No sé si usted tiene la experiencia de permanecer de rodillas durante mucho tiempo. Lo ignoro. Pero créame que es algo doloroso. En mi antigua vida monacal, las horas qué pasé en actitud devota hicieron que mis rodillas adquirieran una resistencia tal que en virtud de las callosidades logradas habrían hecho de mí un auténtico campeón de la posición de los santos. Siempre es doloroso ponerse de rodillas.

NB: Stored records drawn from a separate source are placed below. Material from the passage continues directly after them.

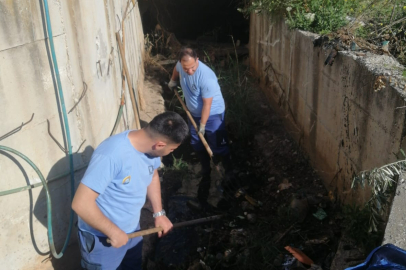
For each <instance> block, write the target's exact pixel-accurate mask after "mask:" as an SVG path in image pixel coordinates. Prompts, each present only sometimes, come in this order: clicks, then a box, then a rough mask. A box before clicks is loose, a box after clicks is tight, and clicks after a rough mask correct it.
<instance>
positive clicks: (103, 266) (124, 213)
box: [72, 112, 189, 270]
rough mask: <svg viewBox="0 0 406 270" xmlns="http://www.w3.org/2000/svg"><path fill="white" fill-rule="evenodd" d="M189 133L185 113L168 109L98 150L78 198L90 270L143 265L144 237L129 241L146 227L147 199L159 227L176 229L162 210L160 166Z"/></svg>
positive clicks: (73, 205)
mask: <svg viewBox="0 0 406 270" xmlns="http://www.w3.org/2000/svg"><path fill="white" fill-rule="evenodd" d="M188 133H189V131H188V126H187V124H186V123H185V121H184V120H183V119H182V117H181V116H180V115H178V114H176V113H174V112H165V113H162V114H160V115H157V116H156V117H155V118H154V119H152V121H151V122H150V123H149V124H148V125H147V126H146V127H145V128H143V129H141V130H132V131H125V132H123V133H120V134H117V135H115V136H112V137H110V138H108V139H107V140H105V141H103V142H102V143H101V144H100V145H99V146H98V147H97V148H96V150H95V152H94V153H93V155H92V158H91V160H90V164H89V167H88V168H87V170H86V173H85V175H84V177H83V179H82V181H81V183H80V184H79V187H78V189H77V191H76V194H75V197H74V198H73V202H72V208H73V210H74V211H75V212H76V213H77V214H78V216H79V218H78V227H79V230H78V236H79V243H80V247H81V255H82V261H81V264H82V267H83V268H84V269H88V270H90V269H92V270H93V269H96V270H97V269H106V270H116V269H122V270H126V269H141V255H142V237H137V238H132V239H129V237H128V235H127V234H128V233H132V232H134V231H136V230H139V229H140V227H139V219H140V213H141V208H142V206H143V205H144V203H145V198H146V197H148V199H149V200H150V202H151V204H152V208H153V211H154V214H153V217H154V218H155V226H156V227H161V228H163V232H162V233H163V234H164V235H165V234H166V233H168V231H169V230H170V229H171V228H172V223H171V222H170V221H169V219H168V218H167V217H166V215H165V211H164V210H163V209H162V203H161V186H160V181H159V176H158V172H157V168H158V167H159V166H160V163H161V160H160V157H162V156H165V155H167V154H169V153H171V152H172V151H173V150H175V149H176V148H177V147H178V146H179V145H180V144H181V143H182V141H183V140H184V139H185V138H186V136H187V135H188ZM162 233H161V232H160V233H159V234H158V236H159V237H160V236H161V235H162ZM108 239H109V241H108ZM109 243H111V244H109Z"/></svg>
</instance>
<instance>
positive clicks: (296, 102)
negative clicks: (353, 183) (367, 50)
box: [249, 14, 405, 202]
mask: <svg viewBox="0 0 406 270" xmlns="http://www.w3.org/2000/svg"><path fill="white" fill-rule="evenodd" d="M316 37H317V36H316V35H314V34H311V33H308V32H302V31H290V30H289V29H288V28H287V26H286V25H285V23H284V22H283V21H271V20H270V18H269V16H267V15H261V14H252V16H251V25H250V44H249V48H250V66H251V67H252V68H253V70H254V73H255V74H256V75H258V77H259V78H260V81H261V85H262V86H263V90H264V92H265V93H266V95H267V96H268V98H269V101H270V103H271V104H272V105H273V107H274V108H275V109H277V110H278V111H279V113H280V114H281V115H282V116H284V118H285V120H286V121H285V122H286V124H287V126H288V127H289V130H290V131H291V134H292V136H293V137H294V138H295V139H296V141H297V142H298V143H299V144H300V145H301V146H302V147H303V148H304V150H305V152H307V154H308V156H309V158H310V160H311V162H312V164H313V167H314V168H315V169H316V170H317V171H318V173H319V174H320V175H321V177H322V178H323V179H324V182H325V185H326V186H327V188H328V189H329V190H332V191H333V192H334V193H335V194H336V196H337V197H338V198H339V199H340V200H341V201H346V202H350V201H355V202H363V201H365V199H366V198H367V197H368V194H370V193H369V192H368V190H358V191H357V192H352V191H351V189H350V187H351V182H352V179H353V175H354V174H356V173H358V172H360V171H361V170H370V169H372V168H374V167H379V166H382V165H384V164H386V163H389V162H391V161H394V160H396V157H395V155H396V154H398V153H399V149H400V146H401V142H402V139H403V137H404V135H405V134H404V131H403V129H404V127H405V125H404V123H405V115H404V109H395V108H396V107H400V106H404V104H405V102H404V97H402V95H401V94H400V92H402V90H403V87H404V81H403V82H400V81H399V82H396V81H398V80H402V79H401V78H402V77H401V72H402V70H403V69H404V68H403V67H401V66H400V65H399V64H398V63H397V62H396V61H394V60H393V59H391V58H390V57H388V56H377V55H371V54H367V55H366V56H363V57H361V56H360V57H358V56H356V55H354V54H353V53H351V52H340V53H339V55H338V56H337V58H336V60H335V62H334V64H333V66H325V65H324V61H325V59H326V58H327V55H328V54H329V52H330V50H324V49H322V48H320V47H314V45H313V42H312V41H313V40H314V39H315V38H316ZM377 74H386V75H390V76H391V83H389V79H388V80H385V79H384V81H385V86H386V87H385V88H384V89H382V90H380V91H374V83H375V81H376V79H377ZM386 78H389V76H386ZM396 85H397V86H398V88H397V89H396Z"/></svg>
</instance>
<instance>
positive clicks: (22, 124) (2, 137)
mask: <svg viewBox="0 0 406 270" xmlns="http://www.w3.org/2000/svg"><path fill="white" fill-rule="evenodd" d="M32 119H34V113H33V114H32V115H31V119H30V120H28V121H27V122H25V123H24V122H23V123H21V126H19V127H17V128H15V129H13V130H12V131H10V132H8V133H6V134H4V135H3V136H1V137H0V141H1V140H4V139H5V138H7V137H10V136H11V135H13V134H14V133H17V132H19V131H20V130H21V129H22V128H23V126H25V125H27V124H28V123H30V122H31V121H32Z"/></svg>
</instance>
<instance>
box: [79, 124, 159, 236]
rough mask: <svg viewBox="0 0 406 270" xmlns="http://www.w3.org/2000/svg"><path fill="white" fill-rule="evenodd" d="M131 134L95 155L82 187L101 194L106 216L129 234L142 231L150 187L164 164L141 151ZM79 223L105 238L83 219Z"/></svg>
mask: <svg viewBox="0 0 406 270" xmlns="http://www.w3.org/2000/svg"><path fill="white" fill-rule="evenodd" d="M129 133H130V131H129V130H128V131H125V132H122V133H120V134H117V135H115V136H112V137H109V138H108V139H106V140H104V141H103V142H102V143H101V144H100V145H99V146H98V147H97V148H96V150H95V151H94V153H93V155H92V158H91V160H90V164H89V166H88V168H87V170H86V173H85V175H84V177H83V179H82V184H84V185H86V186H87V187H89V188H91V189H92V190H94V191H95V192H97V193H99V197H97V199H96V203H97V206H98V207H99V208H100V210H101V211H102V213H103V214H104V215H105V216H106V217H107V218H108V219H110V220H111V221H112V222H113V223H114V224H116V225H117V226H118V227H119V228H120V229H121V230H123V231H124V232H125V233H132V232H134V231H135V230H136V229H139V220H140V213H141V208H142V206H143V205H144V203H145V199H146V194H147V187H148V185H149V184H150V183H151V180H152V176H153V174H154V171H155V169H157V168H158V167H159V166H160V164H161V159H160V158H159V157H150V156H148V155H146V154H144V153H141V152H139V151H137V150H136V149H135V148H134V147H133V146H132V144H131V143H130V140H129V139H128V134H129ZM78 223H79V229H81V230H82V231H88V232H90V233H92V234H94V235H98V236H105V235H104V234H103V233H102V232H100V231H98V230H96V229H94V228H92V227H91V226H89V225H88V224H86V223H85V222H84V221H83V220H82V219H81V218H80V217H79V218H78Z"/></svg>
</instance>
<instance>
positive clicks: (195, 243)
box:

           Esto lo he aprendido cada vez más con el tiempo. La gente por lo regular tiene una vocación especial para solicitar la veneración, el respeto y hasta la sumisión. El Obispo, por ejemplo, quiere que le besen el anillo. Uno estaría obligado a bajar la cabeza, hacer genuflexión y con toda devoción mostrarse a merced del Pastor. A muchos les encanta el gesto y he visto seminaristas preparándose con ardor para recibir con el tiempo esos gestos adulatorios.
           Y si esas cosas aparentemente banales las solicita el Obispo, el Pastor, el buen cristiano, imagínese usted cómo lo piden los delincuentes. El otro día presencié un robo en un bus y los ladrones a pesar del buen comportamiento de los asaltados, los (nos) humillaron hasta la saciedad: gritos, insultos, violencia. Los delincuentes ponen de rodilla a los ciudadanos, quieren ser adorados, exigen delicadeza, devoción y buen trato. Por esto gritan e insultan y, como perciben que la adoración no es genuina, se descontrolan y así pueden llegar a matar al pseudoreligioso.

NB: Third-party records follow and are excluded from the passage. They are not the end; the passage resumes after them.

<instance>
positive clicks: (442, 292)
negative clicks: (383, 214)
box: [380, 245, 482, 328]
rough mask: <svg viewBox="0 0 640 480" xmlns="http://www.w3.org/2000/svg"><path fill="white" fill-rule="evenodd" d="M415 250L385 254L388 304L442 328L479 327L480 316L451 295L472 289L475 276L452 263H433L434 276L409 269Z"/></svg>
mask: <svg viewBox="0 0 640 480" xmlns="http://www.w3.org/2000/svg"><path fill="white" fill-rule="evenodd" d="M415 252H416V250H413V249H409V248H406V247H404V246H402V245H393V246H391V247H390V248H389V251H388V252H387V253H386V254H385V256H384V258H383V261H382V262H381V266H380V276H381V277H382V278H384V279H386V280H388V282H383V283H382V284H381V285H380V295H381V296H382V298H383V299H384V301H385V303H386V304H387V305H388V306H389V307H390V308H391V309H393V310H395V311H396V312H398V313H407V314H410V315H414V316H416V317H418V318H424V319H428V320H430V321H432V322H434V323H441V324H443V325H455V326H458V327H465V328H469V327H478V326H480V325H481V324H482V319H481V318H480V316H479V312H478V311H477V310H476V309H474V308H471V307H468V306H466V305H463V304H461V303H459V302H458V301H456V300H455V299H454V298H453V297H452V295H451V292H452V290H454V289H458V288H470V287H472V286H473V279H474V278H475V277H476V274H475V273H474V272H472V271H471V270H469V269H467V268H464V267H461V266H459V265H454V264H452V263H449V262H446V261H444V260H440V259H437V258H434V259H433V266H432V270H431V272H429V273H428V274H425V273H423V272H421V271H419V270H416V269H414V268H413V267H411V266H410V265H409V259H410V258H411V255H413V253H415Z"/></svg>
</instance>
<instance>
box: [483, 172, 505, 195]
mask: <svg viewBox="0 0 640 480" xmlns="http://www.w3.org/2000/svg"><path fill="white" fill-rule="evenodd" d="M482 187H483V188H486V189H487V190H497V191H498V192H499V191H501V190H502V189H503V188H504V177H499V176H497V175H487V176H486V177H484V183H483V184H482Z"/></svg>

           Tenemos una tendencia enfermiza a que la gente se ponga de rodillas ante nosotros. Esto lo hace casi todo mundo: el burócrata en una oficina pública, el que nos atiende en el IGSS, la secretaria de la Universidad, la novia, la esposa, el jefe… Todos quieren que les besemos el anillo, que supliquemos, pidamos misericordia y cantemos un salmo. Así estamos expuestos a la humillación constante. Menos mal que vamos adquiriendo callosidad y el acto ya no resulta, con el tiempo, tan doloroso.
           Las humillaciones las aprendemos desde pequeños. Hincarse es un ejercicio que nos lo enseñan a veces nuestros padres, el profesor, los amigos y hasta la doméstica de casa. Con el tiempo por eso se nos olvida la dignidad y el acto nos parece de lo más natural. Uno besa anillos casi de manera instintiva. Ya no duele, excepto, claro está, cuando se pide con demasiada violencia, como el caso de los ladrones y hasta el jefe cuando solicita más que un simple beso de manos.
           Por experiencia propia sé que las callosidades de las puestas de rodillas pueden desaparecer. La curación es sencilla: hay que abandonar las genuflexiones y mostrarse habitualmente erguido, con la frente en alto. Quizá esa sea nuestra tarea por el mundo (una de tantas), recuperar la dignidad y dejar esa propensión muy nuestra al desprecio propio y a la adulación. Un propósito sano debería ser: nunca más humillar a otros,  nunca más hincarse ante nada ni nadie. Eso nos ayudará a crecer como seres humanos.